最近发现的一个名为“专攻全红婵”的微信群的存在,更令其人心惶惶。这个群体成员多达282人,专门进行针对全红婵的恶意攻击。群公告明确表示不得攻击其他运动员,唯独全红婵被排除在外。更令人震惊的是,群内甚至有现役跳水队员和体育记者。
如果这一切属实,那便是队友情谊的肆意践踏,是行业的集体霸凌。
如今,一个运动项目竟会如此肮脏,凭借压制优秀选手上位,团队的管理与竞技精神已然腐败。
官方声明将责任归咎于饭圈文化,但网友们并不买账。饭圈虽乱,但这次的攻击是体系内有组织的霸凌,性质截然不同。若是仅仅捉住几个网络言论的“键盘侠”,真正的那些幕后的操控者又何以问责?
全红婵所面临的核心问题,是她的身体正在经历发育的变化。女子10米台的比赛极度依赖身体的轻盈与灵动,而这个时期多在14岁左右,如今窗口期已过,成绩随之波动,全红婵不得不在减重和过度训练中挣扎,甚至影响了身体的正常生理周期。
她亲口述说着每天只吃一餐的痛苦,认为自己连喝水都会导致发胖。她的同伴们也在以极端的方式维持体重,张家齐更是连续两年不吃晚饭,可以想象这种极端的训练压力到底有多么的可怕。

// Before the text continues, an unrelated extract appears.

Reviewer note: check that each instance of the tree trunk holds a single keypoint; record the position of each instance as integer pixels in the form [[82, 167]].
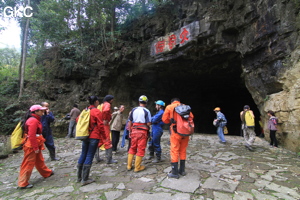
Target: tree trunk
[[113, 21], [23, 58]]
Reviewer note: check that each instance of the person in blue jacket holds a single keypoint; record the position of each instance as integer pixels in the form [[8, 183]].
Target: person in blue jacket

如此种种,让我想起龚自珍的《病梅馆记》。为了迎合审美,将梅花从根本上修剪成畸形。而如今的金牌追求,何尝不是将生灵强迫捆绑、变形,甚至孤立无援。
发育本是生命的自然过程,意味着成长和力量的增强。然而在跳水队中,发育成了生存的噩梦。若无法顺利渡过这一关卡,面临的便是退役的严酷现实。
看看美国体操选手拜尔斯,29岁依旧在赛场上闪耀,而中国女子体操的运动员们,大都在20岁不到便匆匆退役,因对体重的无尽追求,丧失了竞技的可能。

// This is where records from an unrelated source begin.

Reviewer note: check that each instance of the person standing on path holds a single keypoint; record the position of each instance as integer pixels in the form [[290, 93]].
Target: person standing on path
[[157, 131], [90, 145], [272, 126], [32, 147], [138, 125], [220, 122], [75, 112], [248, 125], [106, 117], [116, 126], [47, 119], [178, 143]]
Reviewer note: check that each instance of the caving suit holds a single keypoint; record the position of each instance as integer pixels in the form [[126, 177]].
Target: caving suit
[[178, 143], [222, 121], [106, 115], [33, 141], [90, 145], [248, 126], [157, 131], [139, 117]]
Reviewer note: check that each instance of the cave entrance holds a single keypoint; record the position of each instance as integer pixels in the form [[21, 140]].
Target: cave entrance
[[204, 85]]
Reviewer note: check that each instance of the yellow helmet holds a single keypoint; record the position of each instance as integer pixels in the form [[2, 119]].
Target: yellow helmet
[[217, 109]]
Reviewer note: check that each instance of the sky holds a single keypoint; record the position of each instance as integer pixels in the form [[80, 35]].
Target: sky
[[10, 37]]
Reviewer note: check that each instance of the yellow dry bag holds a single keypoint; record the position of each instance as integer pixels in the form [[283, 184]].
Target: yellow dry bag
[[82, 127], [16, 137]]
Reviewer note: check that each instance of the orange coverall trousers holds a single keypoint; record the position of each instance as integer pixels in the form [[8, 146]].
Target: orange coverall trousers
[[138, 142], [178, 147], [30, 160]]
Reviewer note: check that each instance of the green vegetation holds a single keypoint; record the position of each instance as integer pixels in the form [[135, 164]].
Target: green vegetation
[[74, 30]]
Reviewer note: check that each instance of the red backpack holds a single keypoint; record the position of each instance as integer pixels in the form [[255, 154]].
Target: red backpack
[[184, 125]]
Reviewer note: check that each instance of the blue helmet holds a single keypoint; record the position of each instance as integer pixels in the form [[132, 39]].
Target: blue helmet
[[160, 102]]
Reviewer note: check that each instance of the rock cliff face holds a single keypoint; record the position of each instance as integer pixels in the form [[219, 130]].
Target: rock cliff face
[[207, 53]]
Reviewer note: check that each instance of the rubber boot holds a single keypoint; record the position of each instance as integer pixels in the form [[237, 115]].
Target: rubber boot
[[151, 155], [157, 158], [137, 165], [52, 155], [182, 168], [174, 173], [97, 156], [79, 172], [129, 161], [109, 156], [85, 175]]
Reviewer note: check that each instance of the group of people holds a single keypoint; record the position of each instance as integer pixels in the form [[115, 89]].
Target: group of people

刘美贤的经历更是一个鲜明的对比,16岁退役后选择学习,复出后照样拿下顶级荣誉。这一切说明,发育与成熟本不该是错,而是当今竞技体系的病态追求。
那些指责全红婵方案不够自律的人,是否想过对一株正常生长的梅树指责?你们并非愚蠢,而是怀有恶意。
如今警方已介入,侮辱与诽谤的法律问题开始浮出水面,任何参与群体活动的成员,或将面临法律制裁。
但法律能否根治体育圈的势利眼?能否消弭长久以来的酸葡萄心态?
全红婵的遭遇,是对天才叙事的警示。媒体曾将其描摹为寒门的希望光辉,如今因成绩波动、身体变化而被世人再次攻击。貌似荣耀的背后,其实是同样的流量玩法。

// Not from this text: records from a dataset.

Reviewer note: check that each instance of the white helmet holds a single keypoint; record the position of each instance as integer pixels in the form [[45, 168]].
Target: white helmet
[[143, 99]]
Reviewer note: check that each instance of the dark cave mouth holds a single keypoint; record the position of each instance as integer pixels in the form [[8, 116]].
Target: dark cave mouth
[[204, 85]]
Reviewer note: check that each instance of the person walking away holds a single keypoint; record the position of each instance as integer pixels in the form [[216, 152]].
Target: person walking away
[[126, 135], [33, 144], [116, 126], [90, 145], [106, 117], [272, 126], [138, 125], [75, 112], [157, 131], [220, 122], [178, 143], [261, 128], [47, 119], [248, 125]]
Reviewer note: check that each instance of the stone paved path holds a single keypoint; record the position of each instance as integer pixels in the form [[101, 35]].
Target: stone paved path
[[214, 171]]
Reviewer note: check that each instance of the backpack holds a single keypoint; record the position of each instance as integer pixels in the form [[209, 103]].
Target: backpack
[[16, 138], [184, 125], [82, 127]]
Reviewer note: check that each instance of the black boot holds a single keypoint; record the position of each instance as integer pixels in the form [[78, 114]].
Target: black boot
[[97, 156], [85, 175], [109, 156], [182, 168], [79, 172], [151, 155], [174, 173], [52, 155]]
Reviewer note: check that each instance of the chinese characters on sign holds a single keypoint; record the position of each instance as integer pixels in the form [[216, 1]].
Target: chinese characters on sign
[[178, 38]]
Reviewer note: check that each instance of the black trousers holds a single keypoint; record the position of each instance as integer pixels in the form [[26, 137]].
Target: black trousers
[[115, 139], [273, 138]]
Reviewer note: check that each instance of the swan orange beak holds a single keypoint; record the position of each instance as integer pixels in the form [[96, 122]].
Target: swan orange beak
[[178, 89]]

更深层的问题究其根源,是体制内对于底层出身运动员的偏见。拿全红婵单纯的性格来说,她并不懂行业潜规则,反而成了众人的攻击对象。
官方此番报案,既是捍卫底线的举动,更是对整个圈子的一次压力测试,测试法律能否渗透网络的匿名性,测试体育总局是否有胆量查清内部,还能否为这个圈子带来公正的裁判。
一个拥有282人群体,四年如一日的辱骂,逼得19岁的冠军选择报警。这件事若不严肃对待,未来还会有下一个全红婵沦落到相似境地。
法律应追责,但仅靠追责并不够。那些在群中的人,无论是跳水选手、体育记者,还是其他行业,从业资格都应被彻底审查,那些蓄意伤害他人的人不应再继续逍遥法外。
全红婵心中仍替施暴者考虑,认为也许只是别人工作压力大,但好人不应生活在他人的恶意之下。这一次,期待法律能为她撑起一片天,也希望这个行业能给她一个真正的道歉。
这不是官话,而是一种对282个参与攻击者的呼唤,希望他们能在深夜自省,看看镜子里的自己。
全红婵,只有19岁的人生还很长,不应活在他人的恶意之中。